Martin Starr, Weaponized Deadpan

Martin Starr is perfectly cast as Bill: his signature deadpan delivery makes the character both ridiculous and weirdly endearing. He’s the kind of dad who genuinely believes moving his kids to a foreign country will be “fun and simple” and who still thinks a firm talk can fix cross-cultural supernatural warfare. He doesn’t understand how much danger they’re in until it’s far too late—but he also never stops trying, in his bumbling way, to make it all okay.

The rest of the cast matches his energy: Amrita Acharia brings warmth and frustration as Carol, Zoe Winther-Hansen nails Nora’s blend of sulkiness and competence, and Townes Bunner gives Lucas just the right amount of wide-eyed sincerity. And Kiran Shah, as the main elf, steals scenes with a performance that’s equal parts menacing and mischievous.

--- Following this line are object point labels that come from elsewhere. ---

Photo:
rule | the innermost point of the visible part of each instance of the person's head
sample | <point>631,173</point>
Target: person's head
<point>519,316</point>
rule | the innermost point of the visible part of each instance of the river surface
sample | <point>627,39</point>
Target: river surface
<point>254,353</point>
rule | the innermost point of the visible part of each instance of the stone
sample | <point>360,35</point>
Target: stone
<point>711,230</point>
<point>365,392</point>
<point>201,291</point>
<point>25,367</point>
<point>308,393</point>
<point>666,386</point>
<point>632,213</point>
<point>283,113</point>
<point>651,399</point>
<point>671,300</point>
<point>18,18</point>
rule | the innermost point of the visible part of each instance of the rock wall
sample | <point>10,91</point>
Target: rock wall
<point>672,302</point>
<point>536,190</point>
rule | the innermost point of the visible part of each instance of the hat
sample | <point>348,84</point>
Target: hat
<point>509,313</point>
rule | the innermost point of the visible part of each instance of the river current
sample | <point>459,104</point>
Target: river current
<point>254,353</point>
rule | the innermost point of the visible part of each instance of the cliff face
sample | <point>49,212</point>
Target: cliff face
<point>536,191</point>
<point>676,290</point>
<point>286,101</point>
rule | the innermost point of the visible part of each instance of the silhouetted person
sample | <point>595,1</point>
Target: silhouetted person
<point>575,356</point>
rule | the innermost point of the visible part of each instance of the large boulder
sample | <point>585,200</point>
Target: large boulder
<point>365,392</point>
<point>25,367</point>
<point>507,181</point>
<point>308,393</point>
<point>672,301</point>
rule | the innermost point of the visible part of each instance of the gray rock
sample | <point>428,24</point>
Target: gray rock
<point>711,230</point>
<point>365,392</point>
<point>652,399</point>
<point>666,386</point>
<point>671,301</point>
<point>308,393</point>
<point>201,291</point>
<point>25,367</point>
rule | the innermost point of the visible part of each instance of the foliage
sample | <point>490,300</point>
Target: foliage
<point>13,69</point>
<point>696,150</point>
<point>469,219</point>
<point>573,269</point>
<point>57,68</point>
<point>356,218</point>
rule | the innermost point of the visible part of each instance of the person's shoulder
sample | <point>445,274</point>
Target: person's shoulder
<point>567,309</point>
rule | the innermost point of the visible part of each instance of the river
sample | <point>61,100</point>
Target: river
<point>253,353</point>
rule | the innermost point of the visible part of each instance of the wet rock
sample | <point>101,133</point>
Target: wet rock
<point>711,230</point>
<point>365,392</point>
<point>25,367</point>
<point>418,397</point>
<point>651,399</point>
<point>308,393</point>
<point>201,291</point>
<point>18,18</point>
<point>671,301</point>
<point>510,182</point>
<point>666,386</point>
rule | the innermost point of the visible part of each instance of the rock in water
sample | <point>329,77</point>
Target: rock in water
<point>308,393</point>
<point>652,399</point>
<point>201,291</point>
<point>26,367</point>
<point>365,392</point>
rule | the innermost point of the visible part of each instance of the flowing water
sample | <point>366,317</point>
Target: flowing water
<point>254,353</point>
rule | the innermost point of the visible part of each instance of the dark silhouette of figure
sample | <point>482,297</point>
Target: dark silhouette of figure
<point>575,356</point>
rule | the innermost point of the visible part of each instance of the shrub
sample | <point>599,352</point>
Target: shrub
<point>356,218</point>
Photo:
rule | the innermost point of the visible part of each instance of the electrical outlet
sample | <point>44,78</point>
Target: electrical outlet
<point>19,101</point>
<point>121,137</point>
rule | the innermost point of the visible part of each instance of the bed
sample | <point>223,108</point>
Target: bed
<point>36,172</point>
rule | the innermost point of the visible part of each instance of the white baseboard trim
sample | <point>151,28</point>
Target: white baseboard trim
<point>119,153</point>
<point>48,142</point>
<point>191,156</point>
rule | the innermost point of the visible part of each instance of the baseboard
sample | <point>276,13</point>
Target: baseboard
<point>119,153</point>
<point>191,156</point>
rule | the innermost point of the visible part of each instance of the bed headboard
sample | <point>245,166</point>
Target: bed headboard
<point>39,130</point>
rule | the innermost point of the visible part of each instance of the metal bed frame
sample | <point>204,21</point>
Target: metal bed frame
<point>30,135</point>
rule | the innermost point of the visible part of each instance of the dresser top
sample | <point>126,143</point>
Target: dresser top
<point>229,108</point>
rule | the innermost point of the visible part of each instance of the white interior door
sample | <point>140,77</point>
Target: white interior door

Folklore That Actually Feels Local

What elevates There’s Something in the Barn beyond a generic creature feature is how rooted it feels in Norwegian folklore. The elves aren’t random monsters; they’re Nisse-type beings with their own rules, traditions, and sense of justice. The film has fun with them, but never treats them as throwaway gimmicks. They’re embodiments of a culture the Nordheims haven’t bothered to understand.

It’s a sneaky little parable about respecting the places you move into—whether that’s a community or a cursed barn. And if you miss the metaphor, don’t worry: the elves will underline it in blood-red.

Final Verdict: Ho Ho Holy Hell

There’s Something in the Barn is fast, funny, and just nasty enough to satisfy horror fans who like their seasonal viewing with a body count. It’s not trying to reinvent the genre; it’s here to smash American optimism into Scandinavian myth and watch the sparks (and entrails) fly.

If your ideal Christmas movie involves family drama, cultural awkwardness, and small homicidal creatures enforcing zoning laws with axes, this is an instant addition to the holiday rotation. Just remember the three rules:

No bright lights.
No modern changes.
No loud noises.

And if you can’t follow them… maybe don’t buy property in Norway. Or at the very least, don’t open the barn.